David Horvitz, The Distance of a Day, 2013
I gave a talk and am publishing an essay on abundance in photography by way of suns by Gerhard Richter, Penelope Umbrico, and Mark Klett & Byron Wolfe (with the latter two suns as mediated through Flickr), so I was happy to see a new iPhone suns piece by David Horvitz, who I’ve been a little bit fascinated by since my husband introduced me to his work — which was evidently right about the time Horvitz made this piece.
As Blake Gopnik writes on the Daily Beast, Last February, Horvitz got his mom to record a video of the sunset over the sea near Los Angeles, where he was born and grew up. At the same moment that she was taping, he was at a point almost opposite her on the globe, in the Maldives, taping the same sun as it rose.
It’s nice that Horvitz preserved the physical connection to the actual people and the moment/experience of making the linked videos by displaying them on his and his mom’s iPhones. This seems important lately — honing in on the nexus of the human and the digital.

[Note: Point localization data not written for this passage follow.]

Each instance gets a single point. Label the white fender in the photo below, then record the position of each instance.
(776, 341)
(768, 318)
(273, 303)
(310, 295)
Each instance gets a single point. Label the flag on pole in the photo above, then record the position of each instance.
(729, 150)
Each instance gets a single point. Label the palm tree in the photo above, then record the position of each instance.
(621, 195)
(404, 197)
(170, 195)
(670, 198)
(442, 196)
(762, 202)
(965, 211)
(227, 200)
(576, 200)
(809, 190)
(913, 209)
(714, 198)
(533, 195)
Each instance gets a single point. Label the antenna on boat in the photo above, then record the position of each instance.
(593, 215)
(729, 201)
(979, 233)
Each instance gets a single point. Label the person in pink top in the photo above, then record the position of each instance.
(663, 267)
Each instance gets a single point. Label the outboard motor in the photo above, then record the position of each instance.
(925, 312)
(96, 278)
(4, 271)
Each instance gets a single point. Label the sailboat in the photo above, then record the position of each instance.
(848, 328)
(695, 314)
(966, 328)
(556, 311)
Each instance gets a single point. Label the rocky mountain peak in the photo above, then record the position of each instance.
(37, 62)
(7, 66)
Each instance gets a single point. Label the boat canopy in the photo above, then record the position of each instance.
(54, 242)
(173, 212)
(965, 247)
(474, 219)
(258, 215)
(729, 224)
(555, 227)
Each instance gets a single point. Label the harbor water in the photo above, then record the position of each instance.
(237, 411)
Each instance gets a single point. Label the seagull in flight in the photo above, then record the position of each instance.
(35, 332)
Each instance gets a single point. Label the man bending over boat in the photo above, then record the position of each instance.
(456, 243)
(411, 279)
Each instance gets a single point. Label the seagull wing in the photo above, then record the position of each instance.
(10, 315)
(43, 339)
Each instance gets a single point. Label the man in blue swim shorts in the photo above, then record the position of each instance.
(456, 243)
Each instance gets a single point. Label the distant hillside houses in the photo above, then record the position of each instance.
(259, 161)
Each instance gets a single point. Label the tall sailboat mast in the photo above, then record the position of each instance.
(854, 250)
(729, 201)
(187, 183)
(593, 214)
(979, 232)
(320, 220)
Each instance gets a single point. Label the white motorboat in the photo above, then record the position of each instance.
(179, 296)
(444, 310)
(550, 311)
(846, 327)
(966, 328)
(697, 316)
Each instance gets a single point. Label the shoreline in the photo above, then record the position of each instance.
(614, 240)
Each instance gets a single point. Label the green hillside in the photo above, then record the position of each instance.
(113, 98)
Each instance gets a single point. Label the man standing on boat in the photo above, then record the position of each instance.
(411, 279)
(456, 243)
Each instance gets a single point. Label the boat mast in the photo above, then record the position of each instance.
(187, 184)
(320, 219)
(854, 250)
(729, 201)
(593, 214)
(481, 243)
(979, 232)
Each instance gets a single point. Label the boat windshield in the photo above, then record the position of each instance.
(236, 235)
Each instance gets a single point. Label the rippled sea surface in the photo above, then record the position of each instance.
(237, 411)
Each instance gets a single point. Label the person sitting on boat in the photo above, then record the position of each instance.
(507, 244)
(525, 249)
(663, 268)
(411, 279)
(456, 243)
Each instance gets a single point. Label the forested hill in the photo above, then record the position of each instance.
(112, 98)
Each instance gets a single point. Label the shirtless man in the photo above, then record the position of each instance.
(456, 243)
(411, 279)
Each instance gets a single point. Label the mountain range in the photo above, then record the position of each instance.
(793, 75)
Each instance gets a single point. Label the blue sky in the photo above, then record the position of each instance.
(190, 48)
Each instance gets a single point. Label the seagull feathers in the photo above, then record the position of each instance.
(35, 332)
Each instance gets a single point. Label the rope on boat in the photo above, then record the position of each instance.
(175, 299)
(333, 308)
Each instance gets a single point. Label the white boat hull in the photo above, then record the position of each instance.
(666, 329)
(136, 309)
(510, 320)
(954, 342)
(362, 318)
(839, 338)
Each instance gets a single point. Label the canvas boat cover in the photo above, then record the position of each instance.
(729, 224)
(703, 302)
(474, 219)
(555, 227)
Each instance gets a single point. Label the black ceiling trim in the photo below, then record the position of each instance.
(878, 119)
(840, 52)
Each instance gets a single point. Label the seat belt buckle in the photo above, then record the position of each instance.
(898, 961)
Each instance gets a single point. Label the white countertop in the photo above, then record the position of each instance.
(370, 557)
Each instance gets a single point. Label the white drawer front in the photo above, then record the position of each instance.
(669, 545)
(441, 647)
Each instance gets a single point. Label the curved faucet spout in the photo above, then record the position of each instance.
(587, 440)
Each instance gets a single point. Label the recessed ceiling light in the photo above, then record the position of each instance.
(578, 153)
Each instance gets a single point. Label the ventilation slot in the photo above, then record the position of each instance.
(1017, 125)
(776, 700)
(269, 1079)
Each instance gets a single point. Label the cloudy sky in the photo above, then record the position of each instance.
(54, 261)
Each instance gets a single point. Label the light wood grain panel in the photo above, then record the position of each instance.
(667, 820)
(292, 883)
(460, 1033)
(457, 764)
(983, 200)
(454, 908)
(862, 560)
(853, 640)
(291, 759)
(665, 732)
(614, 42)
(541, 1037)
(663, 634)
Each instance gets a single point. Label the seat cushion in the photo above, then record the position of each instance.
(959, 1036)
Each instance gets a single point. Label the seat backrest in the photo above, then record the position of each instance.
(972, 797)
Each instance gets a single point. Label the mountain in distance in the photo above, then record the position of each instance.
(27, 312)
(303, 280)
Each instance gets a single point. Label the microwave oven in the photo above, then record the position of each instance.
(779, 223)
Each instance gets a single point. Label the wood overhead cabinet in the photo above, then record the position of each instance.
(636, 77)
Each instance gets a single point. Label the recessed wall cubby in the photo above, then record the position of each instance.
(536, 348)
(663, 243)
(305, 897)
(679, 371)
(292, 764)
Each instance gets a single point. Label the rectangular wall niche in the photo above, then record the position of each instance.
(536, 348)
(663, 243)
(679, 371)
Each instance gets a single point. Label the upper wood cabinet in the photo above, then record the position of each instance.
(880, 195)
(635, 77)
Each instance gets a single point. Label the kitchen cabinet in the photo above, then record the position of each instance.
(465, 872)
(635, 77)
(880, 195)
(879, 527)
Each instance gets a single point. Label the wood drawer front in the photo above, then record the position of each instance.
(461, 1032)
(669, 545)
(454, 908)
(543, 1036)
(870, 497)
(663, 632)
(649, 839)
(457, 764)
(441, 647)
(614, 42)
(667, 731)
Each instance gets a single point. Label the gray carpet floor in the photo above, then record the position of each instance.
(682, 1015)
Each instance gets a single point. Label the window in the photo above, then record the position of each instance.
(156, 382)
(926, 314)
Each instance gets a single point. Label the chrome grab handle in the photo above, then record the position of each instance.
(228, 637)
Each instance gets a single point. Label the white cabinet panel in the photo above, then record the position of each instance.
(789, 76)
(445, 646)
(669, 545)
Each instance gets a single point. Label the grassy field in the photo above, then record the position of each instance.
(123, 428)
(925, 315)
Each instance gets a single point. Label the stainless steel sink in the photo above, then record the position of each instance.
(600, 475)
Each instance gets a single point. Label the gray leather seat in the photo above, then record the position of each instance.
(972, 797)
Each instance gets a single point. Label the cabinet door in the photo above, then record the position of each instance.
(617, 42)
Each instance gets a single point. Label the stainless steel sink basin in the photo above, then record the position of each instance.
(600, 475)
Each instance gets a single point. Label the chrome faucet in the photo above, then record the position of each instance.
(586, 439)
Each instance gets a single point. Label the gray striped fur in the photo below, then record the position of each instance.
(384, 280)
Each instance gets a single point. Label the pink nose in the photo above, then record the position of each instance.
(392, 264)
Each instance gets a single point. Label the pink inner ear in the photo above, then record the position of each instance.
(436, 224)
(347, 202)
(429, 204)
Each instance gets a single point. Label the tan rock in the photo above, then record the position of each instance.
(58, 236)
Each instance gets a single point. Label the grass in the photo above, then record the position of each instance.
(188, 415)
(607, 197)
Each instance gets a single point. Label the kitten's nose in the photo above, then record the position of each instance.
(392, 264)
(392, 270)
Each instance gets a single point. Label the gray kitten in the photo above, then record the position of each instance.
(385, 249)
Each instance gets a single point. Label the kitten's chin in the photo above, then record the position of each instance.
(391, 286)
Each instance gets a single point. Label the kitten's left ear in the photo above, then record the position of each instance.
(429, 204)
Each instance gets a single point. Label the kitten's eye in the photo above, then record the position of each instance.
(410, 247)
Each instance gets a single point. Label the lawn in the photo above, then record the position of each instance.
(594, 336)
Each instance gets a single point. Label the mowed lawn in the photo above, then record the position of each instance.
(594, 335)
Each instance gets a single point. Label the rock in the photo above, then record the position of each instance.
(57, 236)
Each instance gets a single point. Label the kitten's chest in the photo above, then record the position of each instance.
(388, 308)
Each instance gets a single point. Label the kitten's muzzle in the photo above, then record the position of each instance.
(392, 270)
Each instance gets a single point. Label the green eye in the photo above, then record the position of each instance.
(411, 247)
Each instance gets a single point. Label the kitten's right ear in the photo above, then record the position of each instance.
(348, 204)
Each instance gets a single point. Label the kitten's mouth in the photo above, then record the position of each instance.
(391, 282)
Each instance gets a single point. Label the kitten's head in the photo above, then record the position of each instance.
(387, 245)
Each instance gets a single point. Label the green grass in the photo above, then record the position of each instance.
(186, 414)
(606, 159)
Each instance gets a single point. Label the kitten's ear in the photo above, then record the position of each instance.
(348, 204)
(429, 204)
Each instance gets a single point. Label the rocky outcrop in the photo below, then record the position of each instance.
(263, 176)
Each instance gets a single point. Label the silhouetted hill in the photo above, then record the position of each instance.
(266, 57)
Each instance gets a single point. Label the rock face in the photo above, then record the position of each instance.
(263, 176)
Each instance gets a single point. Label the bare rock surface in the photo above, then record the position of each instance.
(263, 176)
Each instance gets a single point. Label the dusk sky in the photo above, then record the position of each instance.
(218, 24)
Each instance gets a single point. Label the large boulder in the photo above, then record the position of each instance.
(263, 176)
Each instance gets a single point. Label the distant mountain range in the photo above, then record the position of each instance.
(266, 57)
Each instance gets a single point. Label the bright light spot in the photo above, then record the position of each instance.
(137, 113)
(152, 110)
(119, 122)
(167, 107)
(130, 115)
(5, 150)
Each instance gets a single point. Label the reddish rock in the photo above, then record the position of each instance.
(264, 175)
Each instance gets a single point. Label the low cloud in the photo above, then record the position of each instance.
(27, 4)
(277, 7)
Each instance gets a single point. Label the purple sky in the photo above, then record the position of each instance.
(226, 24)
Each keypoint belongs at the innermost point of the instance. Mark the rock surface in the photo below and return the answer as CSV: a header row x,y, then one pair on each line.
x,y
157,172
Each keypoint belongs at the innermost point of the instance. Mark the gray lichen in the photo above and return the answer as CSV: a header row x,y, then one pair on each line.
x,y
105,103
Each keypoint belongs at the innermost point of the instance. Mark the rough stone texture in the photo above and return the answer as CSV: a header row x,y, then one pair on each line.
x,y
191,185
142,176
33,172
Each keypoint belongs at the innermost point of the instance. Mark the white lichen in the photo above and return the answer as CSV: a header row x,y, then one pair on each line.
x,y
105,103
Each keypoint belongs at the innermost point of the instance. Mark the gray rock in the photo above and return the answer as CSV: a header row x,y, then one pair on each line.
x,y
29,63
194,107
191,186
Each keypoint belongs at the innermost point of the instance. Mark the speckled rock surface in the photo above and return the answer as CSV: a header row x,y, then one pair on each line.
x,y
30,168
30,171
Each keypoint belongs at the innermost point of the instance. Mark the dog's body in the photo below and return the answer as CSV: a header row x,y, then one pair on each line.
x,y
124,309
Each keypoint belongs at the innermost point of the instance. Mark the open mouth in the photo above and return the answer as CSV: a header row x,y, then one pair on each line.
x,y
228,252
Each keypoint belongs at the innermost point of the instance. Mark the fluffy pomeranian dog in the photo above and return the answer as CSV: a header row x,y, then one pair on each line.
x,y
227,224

Horvitz has this to say on his website: Phones were chosen to make (and display) the video because they are devices that orient us spatially and temporally. They are like contemporary pocket-watches (and calendars) and compasses that we carry with us. They coordinate and synchronize us, as well as subject us. They broadcast moments instantaneously across distances. Or, what seems to be instantaneously. There is always some delay.
This, of course, I love — and better yet it is followed by a few words on distance, visibility, and impossibility. On his site the above text is crossed out. I don’t know why that is, but finding myself a little bit puzzled is in keeping with every other time I’ve looked up Horvitz’s work or projects.
I was sorry to see, though, that what used to be one of the best and strangest Wikipedia pages on an artist has now been cleaned up and is on its way to conformity with a more traditional biography.